Sam Rockwell is Sam Bell (must have been confusing), the sole worker on a large lunar mining facility that churns up Helium-3 from moon rocks and sends the gas to Earth, to be used as a source of clean, cheap energy. He’s been up there for three long, lonely years and is about to be sent home, but when looking after one of the massive machines that churns the satellite’s surface, he crashes his rover and loses consciousness. He comes to in the medical bay, with no clear idea of how he got there. When he goes out again to the crashed rover, he finds... himself, barely alive. The two Sams aren’t quite the same, but neither of them knows which one is really supposed to be there.
And I think I’ll stop there; it’s hard to know just how much is spoiling the plot, because the way this unfolds is very gradual and strangely logical. It’s not the kind of thriller that arbitrarily twists things for shock value and ceases to make sense the instant you leave the theater; the apparent inconsistencies of the story start to work themselves out, and become part of the answer. The answer isn’t the end of the story, either, as there’s still at least one man to deal with, and the company has decided to send a rescue team to help repair the damaged equipment, and they won’t be too happy seeing two Sams walking around.

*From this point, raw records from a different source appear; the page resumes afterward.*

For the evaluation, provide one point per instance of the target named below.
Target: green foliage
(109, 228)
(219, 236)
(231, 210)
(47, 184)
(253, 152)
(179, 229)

Needless to say, this is Rockwell’s picture- he has to not only carry the entire film, but do so twice. He does an excellent job, particularly in differentiating between the mannerisms of the two Sams, showing how they’ve been differently affected by their situation. You always know which is which, quite an accomplishment. (The effects putting them both on screen almost seem to get better as the film goes on- at first they’re rarely in the same shot, but then it becomes commonplace.) There are other actors, but seen only in transmissions from Earth. Kevin Spacey provides the voice of GERTY, a robotic waldo system that assists Sam, and amusingly “emotes” via a smiley face on his monitor; it’s a nice twist on the old HAL 9000 bit, and the character becomes fairly sympathetic. Seeing DARKPLACE’s Matt Berry in a serious role is disarming, though.
For a low budget picture, the film looks great; the visual style is obviously hearkening back to 2001 and ALIEN, and at times the sets seem almost too similar, but the chunky aesthetic is downright comforting at times. It keeps the action grounded, and the effects work is strong. At times the miniatures do betray their scale, but it’s an odd thing to evaluate, because the moon does have low gravity and seemingly heavy objects are going to sort of rattle and bounce.
The story inevitably drags just a little once the major revelations have been made; other elements fall into place, but a lack of urgency hangs over the proceedings for a short time. Fortunately, it ramps up to an excellent climax, one which treats the characters as more important than another twist or some grand philosophical point.
MOON’s a great picture, an attempt at small-scale sci-fi that, though it continues in the dark, low-color, and somewhat male-centric tradition of other art-house sf productions, works enough on those terms to make them unobtrusive. The film’s doing a slow rollout, so keep an ear to the ground, because it deserves to do well. It’s a pleasant little surprise in between blockbusters.